WLCG Management Board #340

Europe/Zurich
513/R-068 (CERN)

513/R-068

CERN

19
Show room on map
Description

16:00 CERN/10:00 EDT/09:00 CDT

URL for the ZOOM call: https://cern.zoom.us/j/66011416092  (the passcode has been distributed by email)

To join by phone (see the dedicated support page):
1) dial your local ZOOM number (e.g. +41432107108) then enter the MB meeting ID  660 1141 6092 then #
2) mute your phone (there is no auto-mute facility)
Note: calls are charged to the caller (there is no callback facility)

Email Distribution List: worldwide-lcg-management-board@cern.ch
Email List Archive: worldwide-lcg-management-board (requires CERN authentication)
Minutes: Management Board Meeting Minutes
Action List: MbActionList
See also the: WLCG Document RepositoryWLCG Web Site

Zoom Meeting ID
66011416092
Host
Andrea Sciabà
Alternative hosts
Simone Campana, Maarten Litmaath
Useful links
Join via phone
Zoom URL
    • 4:00 PM 4:25 PM
      Minutes and Matters Arising 25m
      • WLCG Matters Arising 10m
        Speaker: Dr Tommaso Boccali (INFN Sezione di Pisa)
        • T1s/FAs: please remember to send your view on the strategy for the increased IT costs. We need it for the next LHCC!
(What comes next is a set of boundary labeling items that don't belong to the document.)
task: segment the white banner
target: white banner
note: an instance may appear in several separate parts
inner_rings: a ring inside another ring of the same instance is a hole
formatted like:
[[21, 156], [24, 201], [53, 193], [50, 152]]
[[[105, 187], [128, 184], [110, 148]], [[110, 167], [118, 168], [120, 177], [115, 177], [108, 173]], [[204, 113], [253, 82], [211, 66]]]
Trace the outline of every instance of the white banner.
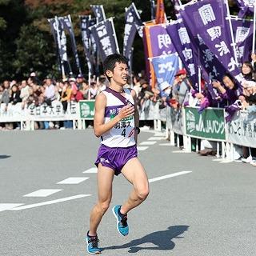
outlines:
[[226, 140], [237, 145], [256, 147], [256, 113], [238, 112], [226, 125]]

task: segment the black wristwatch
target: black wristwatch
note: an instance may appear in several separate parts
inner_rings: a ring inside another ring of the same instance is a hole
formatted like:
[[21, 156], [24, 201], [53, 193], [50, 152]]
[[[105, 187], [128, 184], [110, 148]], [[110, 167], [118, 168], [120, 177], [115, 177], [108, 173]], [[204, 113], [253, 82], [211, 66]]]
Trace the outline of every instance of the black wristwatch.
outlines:
[[141, 132], [139, 127], [135, 127], [135, 130], [137, 130], [137, 134], [139, 134], [139, 133]]

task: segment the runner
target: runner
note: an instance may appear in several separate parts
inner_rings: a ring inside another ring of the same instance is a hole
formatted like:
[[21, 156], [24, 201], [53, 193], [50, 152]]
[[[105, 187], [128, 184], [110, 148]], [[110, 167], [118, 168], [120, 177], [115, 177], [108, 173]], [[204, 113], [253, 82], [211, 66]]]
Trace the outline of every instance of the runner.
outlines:
[[91, 210], [86, 236], [87, 251], [92, 254], [101, 253], [97, 229], [111, 202], [114, 175], [122, 173], [134, 186], [128, 200], [112, 209], [122, 235], [129, 233], [127, 213], [140, 205], [149, 194], [148, 178], [138, 158], [136, 144], [140, 130], [136, 93], [124, 88], [128, 78], [127, 60], [122, 55], [111, 54], [105, 59], [103, 69], [110, 86], [95, 101], [94, 129], [102, 141], [95, 162], [98, 201]]

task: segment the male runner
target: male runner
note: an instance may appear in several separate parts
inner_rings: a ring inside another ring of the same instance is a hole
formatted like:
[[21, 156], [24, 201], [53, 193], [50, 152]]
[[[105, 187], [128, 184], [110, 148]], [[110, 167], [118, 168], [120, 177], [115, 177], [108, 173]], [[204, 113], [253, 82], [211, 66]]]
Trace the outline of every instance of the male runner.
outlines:
[[148, 178], [138, 158], [136, 146], [139, 133], [136, 93], [124, 88], [128, 77], [127, 60], [118, 54], [109, 55], [103, 69], [110, 86], [95, 100], [94, 129], [102, 141], [95, 162], [98, 200], [91, 210], [86, 236], [87, 251], [92, 254], [101, 253], [97, 228], [111, 202], [114, 176], [122, 173], [134, 186], [128, 200], [112, 209], [122, 235], [129, 233], [127, 213], [141, 204], [149, 194]]

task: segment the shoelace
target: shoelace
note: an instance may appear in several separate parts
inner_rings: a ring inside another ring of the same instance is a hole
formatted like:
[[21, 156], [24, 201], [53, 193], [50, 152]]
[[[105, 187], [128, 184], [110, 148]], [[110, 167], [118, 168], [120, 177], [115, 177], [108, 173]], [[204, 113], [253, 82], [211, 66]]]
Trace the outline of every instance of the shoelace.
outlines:
[[121, 224], [123, 227], [127, 226], [127, 215], [121, 218]]
[[93, 248], [98, 248], [98, 242], [99, 242], [99, 240], [96, 237], [96, 238], [90, 238], [88, 241], [88, 243], [91, 243], [91, 246]]

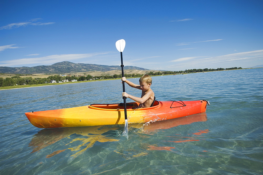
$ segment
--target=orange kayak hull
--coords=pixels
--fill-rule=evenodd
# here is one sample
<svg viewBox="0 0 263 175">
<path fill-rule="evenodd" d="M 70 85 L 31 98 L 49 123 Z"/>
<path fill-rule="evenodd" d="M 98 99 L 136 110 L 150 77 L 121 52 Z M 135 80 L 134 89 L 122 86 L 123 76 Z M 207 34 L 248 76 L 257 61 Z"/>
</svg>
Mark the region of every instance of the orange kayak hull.
<svg viewBox="0 0 263 175">
<path fill-rule="evenodd" d="M 137 106 L 128 103 L 127 107 Z M 129 123 L 164 120 L 205 112 L 204 100 L 155 101 L 152 107 L 127 109 Z M 53 110 L 26 112 L 28 120 L 40 128 L 124 124 L 124 109 L 120 104 L 93 104 Z"/>
</svg>

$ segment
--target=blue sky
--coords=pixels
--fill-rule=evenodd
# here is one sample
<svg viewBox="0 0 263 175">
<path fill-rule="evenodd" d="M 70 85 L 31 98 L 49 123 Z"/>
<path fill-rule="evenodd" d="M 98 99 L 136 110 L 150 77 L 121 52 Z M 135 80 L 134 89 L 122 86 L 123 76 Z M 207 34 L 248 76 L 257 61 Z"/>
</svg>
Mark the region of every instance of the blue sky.
<svg viewBox="0 0 263 175">
<path fill-rule="evenodd" d="M 263 1 L 0 1 L 0 66 L 263 64 Z"/>
</svg>

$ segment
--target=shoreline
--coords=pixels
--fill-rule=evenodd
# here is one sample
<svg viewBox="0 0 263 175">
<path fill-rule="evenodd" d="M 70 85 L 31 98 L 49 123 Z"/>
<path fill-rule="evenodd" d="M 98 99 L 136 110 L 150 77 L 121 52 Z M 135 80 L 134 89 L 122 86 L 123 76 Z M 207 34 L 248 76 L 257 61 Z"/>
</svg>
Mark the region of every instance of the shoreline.
<svg viewBox="0 0 263 175">
<path fill-rule="evenodd" d="M 222 71 L 208 71 L 208 72 L 193 72 L 193 73 L 191 72 L 191 73 L 184 73 L 184 74 L 190 74 L 190 73 L 207 73 L 207 72 L 218 72 L 218 71 L 234 71 L 234 70 L 242 70 L 242 69 L 256 69 L 256 68 L 243 68 L 243 69 L 229 69 L 229 70 L 222 70 Z M 176 74 L 176 75 L 181 75 L 181 74 Z M 166 76 L 166 75 L 173 75 L 173 74 L 166 74 L 166 75 L 153 75 L 153 76 Z M 132 77 L 132 78 L 140 78 L 140 77 Z M 132 77 L 131 77 L 130 78 L 132 78 Z M 0 89 L 0 91 L 3 91 L 3 90 L 9 90 L 13 89 L 22 89 L 22 88 L 32 88 L 32 87 L 43 87 L 43 86 L 55 86 L 55 85 L 60 85 L 60 84 L 72 84 L 72 83 L 87 83 L 87 82 L 95 82 L 95 81 L 108 81 L 108 80 L 116 80 L 116 79 L 121 79 L 121 78 L 112 78 L 112 79 L 106 79 L 100 80 L 91 80 L 91 81 L 89 80 L 89 81 L 84 81 L 84 82 L 80 82 L 78 81 L 78 82 L 67 82 L 67 83 L 57 83 L 55 84 L 48 84 L 48 85 L 41 85 L 41 86 L 35 86 L 37 84 L 32 84 L 32 85 L 25 85 L 25 86 L 29 86 L 29 87 L 17 87 L 17 88 L 12 88 L 13 87 L 11 87 L 11 86 L 6 86 L 5 87 L 10 87 L 11 88 L 7 88 L 6 89 Z M 35 86 L 34 86 L 34 85 L 35 85 Z M 23 85 L 19 85 L 19 86 L 23 86 Z M 3 87 L 2 87 L 3 88 Z M 1 88 L 0 87 L 0 88 Z"/>
</svg>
        • We had a meeting with the WLCG CB Chairperson, in order to schedule our next actions. For the revision of Annex 5, which has been in the pipeline since some months, we propose:

          • We (WLCG management) go back and look at the comments left last year, and since they were mostly from 2-3 persons, we have a chat with them

          • Then, we propose (possibly by the next MB, but these are busy times) a general light review and an approval

          • Main open points: the LCG (CERN project)/WLCG (Collaboration) status and a clear procedure for the onboarding of Associated Partners

          • Indeed, we got a contact from EICO (EIC International Computing Organisation) for a potential interest in joining

         

        GPU/Heterogeneous computing: Following the discussions at the last LHCC, RRB, and the presentation by Antonio Perez at the March MB on the Job Allocation Task Force, we propose a plan towards an holistic approach to heterogeneous computing, with a clear focus on GPUs atm.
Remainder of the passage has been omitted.